Many colleges across the country, including Harvard, MIT, and TU, are beginning to move to online classrooms after spring break, and many public schools are extending spring break. If your child’s school hasn’t taken those steps, it’s reasonable to be concerned about their exposure after break. Scuttlebutt tells me that the Oklahoma State Department of Education is already having conversations about whether to extend spring break, but don’t quote me on that because it is absolutely a rumor at this juncture. This is a very tricky situation because so many working and struggling families don’t have a backup plan and a cancellation of school could lead to a hardship or even job loss for them.
Ultimately, my heart goes out to everyone who is affected by this. At the same time, we have to do what we must to keep everyone safe. That’s why I believe we have to work together to get through this as a community and find ways to help our neighbors.
I believe it’s important for the Department of Education to understand all sides of this issue so they can best help us through this time while keeping families and the community safe. If you want to let the Department of Education know your thoughts on coming back or extending break, here is the contact info.
Before I go, I want to remind you guys that this is going to be over soon. We know from the way that viruses work that eventually, enough of us are most likely going to become immune that this will stop being a pandemic and likely become a seasonal bug or endemic. Eventually, it may just be another vaccine we all get.
The positive side is that the world is learning from this event, and if history serves as an indicator, we will make some important changes to help us better manage such a crisis in the future.
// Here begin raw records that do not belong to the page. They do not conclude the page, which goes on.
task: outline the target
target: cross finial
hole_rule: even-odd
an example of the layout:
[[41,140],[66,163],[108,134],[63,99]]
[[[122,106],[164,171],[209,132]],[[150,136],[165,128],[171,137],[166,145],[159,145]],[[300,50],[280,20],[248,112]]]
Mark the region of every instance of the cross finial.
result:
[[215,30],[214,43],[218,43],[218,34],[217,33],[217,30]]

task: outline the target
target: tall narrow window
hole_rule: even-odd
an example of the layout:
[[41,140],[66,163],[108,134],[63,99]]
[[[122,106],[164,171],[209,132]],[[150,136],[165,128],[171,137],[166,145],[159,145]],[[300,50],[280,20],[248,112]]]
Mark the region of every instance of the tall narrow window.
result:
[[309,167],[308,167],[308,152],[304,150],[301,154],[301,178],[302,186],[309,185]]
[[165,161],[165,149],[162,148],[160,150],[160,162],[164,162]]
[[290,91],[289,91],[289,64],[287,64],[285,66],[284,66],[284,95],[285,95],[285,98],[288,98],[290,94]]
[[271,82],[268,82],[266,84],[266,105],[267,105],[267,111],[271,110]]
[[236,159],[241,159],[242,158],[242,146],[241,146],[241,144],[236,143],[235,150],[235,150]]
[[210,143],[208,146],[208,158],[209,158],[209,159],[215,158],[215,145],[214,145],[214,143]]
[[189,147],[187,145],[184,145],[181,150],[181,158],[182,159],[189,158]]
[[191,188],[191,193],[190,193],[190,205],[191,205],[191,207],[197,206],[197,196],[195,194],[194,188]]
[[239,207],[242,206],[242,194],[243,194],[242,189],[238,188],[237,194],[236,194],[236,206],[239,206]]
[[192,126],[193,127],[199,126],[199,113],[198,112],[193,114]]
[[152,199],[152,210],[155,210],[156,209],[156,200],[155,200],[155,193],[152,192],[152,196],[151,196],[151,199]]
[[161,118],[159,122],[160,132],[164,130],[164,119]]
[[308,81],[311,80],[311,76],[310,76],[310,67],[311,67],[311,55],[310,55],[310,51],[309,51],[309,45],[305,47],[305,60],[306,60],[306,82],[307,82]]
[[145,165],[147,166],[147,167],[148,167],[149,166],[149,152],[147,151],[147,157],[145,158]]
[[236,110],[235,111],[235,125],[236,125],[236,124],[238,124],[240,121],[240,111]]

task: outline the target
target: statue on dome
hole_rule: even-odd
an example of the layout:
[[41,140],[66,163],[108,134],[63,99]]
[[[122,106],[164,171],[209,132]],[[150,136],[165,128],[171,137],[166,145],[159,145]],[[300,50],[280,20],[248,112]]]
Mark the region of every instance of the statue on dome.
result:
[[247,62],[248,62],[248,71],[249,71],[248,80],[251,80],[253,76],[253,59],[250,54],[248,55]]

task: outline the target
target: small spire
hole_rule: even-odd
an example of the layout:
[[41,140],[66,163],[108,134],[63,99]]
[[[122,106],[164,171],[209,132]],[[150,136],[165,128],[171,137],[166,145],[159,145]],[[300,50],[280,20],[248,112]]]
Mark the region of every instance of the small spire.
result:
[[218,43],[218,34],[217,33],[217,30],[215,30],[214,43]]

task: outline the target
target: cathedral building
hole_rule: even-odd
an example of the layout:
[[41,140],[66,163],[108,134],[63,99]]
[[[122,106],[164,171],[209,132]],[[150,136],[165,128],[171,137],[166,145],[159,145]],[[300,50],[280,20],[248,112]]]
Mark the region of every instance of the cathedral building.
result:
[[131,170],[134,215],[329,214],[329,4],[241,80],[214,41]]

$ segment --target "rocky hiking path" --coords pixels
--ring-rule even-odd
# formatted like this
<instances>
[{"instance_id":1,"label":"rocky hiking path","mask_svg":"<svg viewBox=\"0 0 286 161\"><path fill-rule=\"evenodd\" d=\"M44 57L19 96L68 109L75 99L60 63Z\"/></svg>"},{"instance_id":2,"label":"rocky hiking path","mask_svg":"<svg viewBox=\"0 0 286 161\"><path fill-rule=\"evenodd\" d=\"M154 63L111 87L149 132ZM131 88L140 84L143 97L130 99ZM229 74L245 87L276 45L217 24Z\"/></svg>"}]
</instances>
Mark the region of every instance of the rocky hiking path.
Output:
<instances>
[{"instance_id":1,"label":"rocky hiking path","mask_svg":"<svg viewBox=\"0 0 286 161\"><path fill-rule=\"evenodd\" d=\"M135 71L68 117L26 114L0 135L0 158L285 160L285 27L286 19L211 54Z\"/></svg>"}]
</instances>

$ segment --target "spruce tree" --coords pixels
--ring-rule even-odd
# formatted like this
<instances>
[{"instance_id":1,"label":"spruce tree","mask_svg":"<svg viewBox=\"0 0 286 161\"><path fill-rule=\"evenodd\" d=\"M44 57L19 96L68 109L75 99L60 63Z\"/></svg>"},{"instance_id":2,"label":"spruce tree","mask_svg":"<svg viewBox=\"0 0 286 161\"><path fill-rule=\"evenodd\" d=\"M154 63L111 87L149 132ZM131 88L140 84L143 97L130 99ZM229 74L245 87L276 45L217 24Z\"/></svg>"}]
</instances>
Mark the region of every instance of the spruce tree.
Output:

In the meantime, I have myself been feeling a bit overwhelmed not by the virus, but by people’s reactions to it. Some folks are saying it’s a hoax. Others are sharing some pretty hairy conspiracy theories. Then there are the folks who are absolutely terrified and buying up water and TP in fear of armageddon. And then there are those mocking people for buying up supplies.
Until today, I felt frustrated and even angry at the mean-spiritedness and the way people weren’t taking it seriously enough, but then it hit me.
Hoaxers are in denial.
Stockers are bargaining.
Conspiracy theorists are angry.
The fearful are showing signs of depression.
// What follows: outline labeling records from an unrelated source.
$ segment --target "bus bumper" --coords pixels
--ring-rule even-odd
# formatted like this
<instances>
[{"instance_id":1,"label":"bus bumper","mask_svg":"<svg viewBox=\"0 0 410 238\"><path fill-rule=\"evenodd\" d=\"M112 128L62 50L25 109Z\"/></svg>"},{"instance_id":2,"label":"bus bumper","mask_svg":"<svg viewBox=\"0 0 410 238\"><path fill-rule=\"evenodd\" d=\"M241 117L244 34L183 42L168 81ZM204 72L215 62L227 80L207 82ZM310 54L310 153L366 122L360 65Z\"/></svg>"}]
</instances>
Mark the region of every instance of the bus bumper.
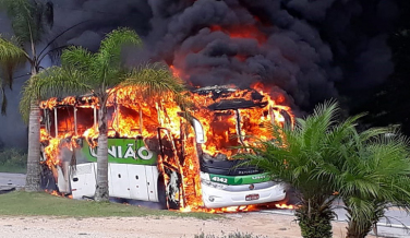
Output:
<instances>
[{"instance_id":1,"label":"bus bumper","mask_svg":"<svg viewBox=\"0 0 410 238\"><path fill-rule=\"evenodd\" d=\"M208 209L268 203L284 200L286 197L285 186L281 183L256 183L253 190L250 189L250 185L228 186L229 188L226 187L225 189L214 188L204 182L201 182L201 185L203 202L205 207ZM266 188L266 185L272 186ZM248 191L243 191L244 187ZM265 188L257 189L257 187Z\"/></svg>"}]
</instances>

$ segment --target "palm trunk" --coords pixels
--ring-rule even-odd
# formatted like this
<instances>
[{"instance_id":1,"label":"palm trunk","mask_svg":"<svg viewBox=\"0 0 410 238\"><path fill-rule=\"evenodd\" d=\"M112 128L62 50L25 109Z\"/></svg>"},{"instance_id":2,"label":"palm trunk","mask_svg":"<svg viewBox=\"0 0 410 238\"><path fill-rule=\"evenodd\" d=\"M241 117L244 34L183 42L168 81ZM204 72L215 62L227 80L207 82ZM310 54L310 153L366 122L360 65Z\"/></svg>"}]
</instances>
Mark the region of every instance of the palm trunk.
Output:
<instances>
[{"instance_id":1,"label":"palm trunk","mask_svg":"<svg viewBox=\"0 0 410 238\"><path fill-rule=\"evenodd\" d=\"M350 218L347 230L346 238L365 238L372 230L372 223L370 221L358 222Z\"/></svg>"},{"instance_id":2,"label":"palm trunk","mask_svg":"<svg viewBox=\"0 0 410 238\"><path fill-rule=\"evenodd\" d=\"M296 211L303 238L331 238L331 219L334 215L328 205L323 202L304 202Z\"/></svg>"},{"instance_id":3,"label":"palm trunk","mask_svg":"<svg viewBox=\"0 0 410 238\"><path fill-rule=\"evenodd\" d=\"M32 76L37 70L32 68ZM40 108L37 100L29 107L28 118L28 154L25 190L27 192L40 191Z\"/></svg>"},{"instance_id":4,"label":"palm trunk","mask_svg":"<svg viewBox=\"0 0 410 238\"><path fill-rule=\"evenodd\" d=\"M99 98L104 102L104 98ZM107 136L107 107L100 103L98 110L98 148L97 148L97 185L95 200L108 201L108 136Z\"/></svg>"}]
</instances>

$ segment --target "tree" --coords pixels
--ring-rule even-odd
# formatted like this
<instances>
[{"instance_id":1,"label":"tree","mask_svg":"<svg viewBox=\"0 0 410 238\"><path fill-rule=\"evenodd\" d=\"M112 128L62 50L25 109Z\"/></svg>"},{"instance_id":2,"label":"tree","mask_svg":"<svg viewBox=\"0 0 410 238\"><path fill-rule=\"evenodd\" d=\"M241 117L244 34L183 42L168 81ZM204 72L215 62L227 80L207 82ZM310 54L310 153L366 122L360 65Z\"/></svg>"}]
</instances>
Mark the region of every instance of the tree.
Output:
<instances>
[{"instance_id":1,"label":"tree","mask_svg":"<svg viewBox=\"0 0 410 238\"><path fill-rule=\"evenodd\" d=\"M107 100L122 86L135 86L147 96L176 95L183 87L172 73L159 64L147 64L128 70L121 63L124 46L140 46L141 39L128 28L112 31L101 41L96 53L82 47L70 47L61 56L61 67L41 71L24 87L21 110L27 117L31 98L36 100L51 96L79 95L92 92L98 98L98 148L96 201L108 201L108 138Z\"/></svg>"},{"instance_id":2,"label":"tree","mask_svg":"<svg viewBox=\"0 0 410 238\"><path fill-rule=\"evenodd\" d=\"M338 105L325 103L292 129L273 127L273 141L251 146L250 164L294 187L303 237L331 237L333 206L341 198L348 238L364 238L389 204L409 211L409 140L388 128L357 131L364 114L340 122Z\"/></svg>"},{"instance_id":3,"label":"tree","mask_svg":"<svg viewBox=\"0 0 410 238\"><path fill-rule=\"evenodd\" d=\"M36 45L53 24L53 5L50 1L43 2L37 0L2 0L0 9L4 9L11 20L12 28L17 41L14 46L23 51L26 61L31 66L31 75L40 71L40 62L48 53L41 50L37 53ZM9 41L13 43L13 41ZM28 50L25 50L25 47ZM8 61L10 62L10 61ZM8 69L8 84L13 83L12 69ZM33 81L29 81L33 82ZM4 100L3 100L4 102ZM28 120L28 155L27 155L27 174L26 191L40 190L40 110L38 102L33 100L31 105Z\"/></svg>"},{"instance_id":4,"label":"tree","mask_svg":"<svg viewBox=\"0 0 410 238\"><path fill-rule=\"evenodd\" d=\"M353 133L335 174L348 212L348 238L364 238L390 205L410 211L410 141L388 129Z\"/></svg>"},{"instance_id":5,"label":"tree","mask_svg":"<svg viewBox=\"0 0 410 238\"><path fill-rule=\"evenodd\" d=\"M0 94L1 94L1 114L5 114L7 98L5 87L12 86L12 71L22 63L25 52L16 45L16 39L7 39L0 35Z\"/></svg>"},{"instance_id":6,"label":"tree","mask_svg":"<svg viewBox=\"0 0 410 238\"><path fill-rule=\"evenodd\" d=\"M337 123L338 110L337 104L325 103L305 119L298 118L293 127L273 126L274 140L260 141L246 147L254 154L243 155L250 159L248 164L256 165L269 172L273 180L286 182L298 191L301 203L296 216L305 238L331 237L331 203L337 197L335 178L327 172L334 168L324 164L341 157L343 141L360 117Z\"/></svg>"}]
</instances>

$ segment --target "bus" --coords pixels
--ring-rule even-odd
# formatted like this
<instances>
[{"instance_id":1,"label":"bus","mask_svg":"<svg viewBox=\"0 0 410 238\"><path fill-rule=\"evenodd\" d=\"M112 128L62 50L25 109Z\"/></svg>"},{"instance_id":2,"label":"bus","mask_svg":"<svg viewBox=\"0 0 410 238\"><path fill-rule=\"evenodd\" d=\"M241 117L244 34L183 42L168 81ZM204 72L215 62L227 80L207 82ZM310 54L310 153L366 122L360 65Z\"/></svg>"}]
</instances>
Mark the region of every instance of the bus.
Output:
<instances>
[{"instance_id":1,"label":"bus","mask_svg":"<svg viewBox=\"0 0 410 238\"><path fill-rule=\"evenodd\" d=\"M263 93L230 86L190 92L193 109L118 90L107 103L109 195L164 209L209 210L281 201L285 186L236 155L269 138L266 122L291 120ZM41 108L41 186L93 199L97 175L98 102L50 98Z\"/></svg>"}]
</instances>

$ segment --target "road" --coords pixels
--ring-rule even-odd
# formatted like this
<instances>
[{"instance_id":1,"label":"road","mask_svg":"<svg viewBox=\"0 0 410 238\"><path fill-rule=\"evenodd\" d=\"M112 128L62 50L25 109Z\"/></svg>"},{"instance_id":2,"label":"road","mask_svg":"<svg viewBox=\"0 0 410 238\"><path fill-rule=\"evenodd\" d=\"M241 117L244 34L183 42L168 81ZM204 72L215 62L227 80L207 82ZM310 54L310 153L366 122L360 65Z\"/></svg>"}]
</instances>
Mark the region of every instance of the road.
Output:
<instances>
[{"instance_id":1,"label":"road","mask_svg":"<svg viewBox=\"0 0 410 238\"><path fill-rule=\"evenodd\" d=\"M25 175L0 172L0 191L11 188L23 188L24 183ZM336 209L335 212L337 214L338 222L343 223L347 221L345 210ZM265 210L257 213L272 213L293 216L292 210ZM400 211L397 207L391 207L389 211L386 211L386 216L389 218L389 222L382 219L377 224L377 231L379 236L398 238L410 237L410 233L403 229L405 226L410 227L410 216L406 212Z\"/></svg>"}]
</instances>

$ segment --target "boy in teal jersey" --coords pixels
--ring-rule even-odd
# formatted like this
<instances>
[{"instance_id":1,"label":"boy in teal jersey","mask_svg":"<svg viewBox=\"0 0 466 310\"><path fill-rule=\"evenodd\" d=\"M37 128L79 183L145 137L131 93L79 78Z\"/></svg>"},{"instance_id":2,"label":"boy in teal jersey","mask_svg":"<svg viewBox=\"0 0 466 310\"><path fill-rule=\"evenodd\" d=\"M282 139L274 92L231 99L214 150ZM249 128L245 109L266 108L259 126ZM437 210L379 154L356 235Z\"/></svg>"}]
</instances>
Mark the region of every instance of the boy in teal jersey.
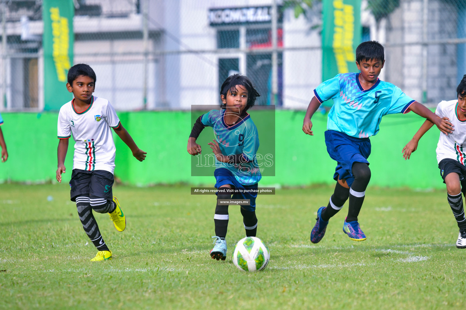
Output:
<instances>
[{"instance_id":1,"label":"boy in teal jersey","mask_svg":"<svg viewBox=\"0 0 466 310\"><path fill-rule=\"evenodd\" d=\"M228 190L233 188L243 192L249 190L246 193L235 193L233 198L249 199L250 205L240 206L241 213L246 236L256 236L255 199L257 183L261 177L255 158L259 140L257 128L246 111L254 105L259 96L246 76L233 74L228 77L220 90L221 109L212 110L199 116L188 140L188 152L192 155L200 154L201 146L196 144L196 139L206 126L213 129L216 139L208 144L215 154L214 176L217 181L215 187L218 191L213 217L216 236L212 237L215 238L215 245L210 255L217 260L226 258L225 237L228 206L223 201L232 198Z\"/></svg>"},{"instance_id":2,"label":"boy in teal jersey","mask_svg":"<svg viewBox=\"0 0 466 310\"><path fill-rule=\"evenodd\" d=\"M330 157L337 165L333 178L335 190L327 207L317 211L315 225L311 231L313 243L323 237L329 220L349 198L348 216L343 231L351 240L361 241L366 236L358 222L366 188L370 178L367 158L370 154L369 137L379 131L382 116L412 111L435 124L442 132L451 132L451 123L413 100L393 84L377 77L385 62L384 47L378 42L361 43L356 49L356 65L360 73L337 74L314 90L315 96L308 107L302 131L313 135L311 118L321 104L332 99L325 144Z\"/></svg>"}]
</instances>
As a community, we’re working through the Five Stages of Grief. Our sense of the world has been tilted, and like Alice in Wonderland, we’re in a world where up is down, down is up. Small things, like handwashing and toilet paper, are big, and big things, like school and vacations, are small.
But someday very soon this is going to seem like a dream, and we’ll have time to process what it all meant and how it changed our understanding of the world.
My hope is that until then, we all try a little harder to be magnanimous with each other and help each other get through it in the spirit of community. In the meantime, there’s never been a better reason to spend some unplugged time every day with your fam or take up Dungeons and Dragons via Skype.
Thanks so much for reading, and I hope I was able to give you some degree of comfort. I am sending you all my good health wishes, and I hope that despite everything, you have a beautiful week in your nebula.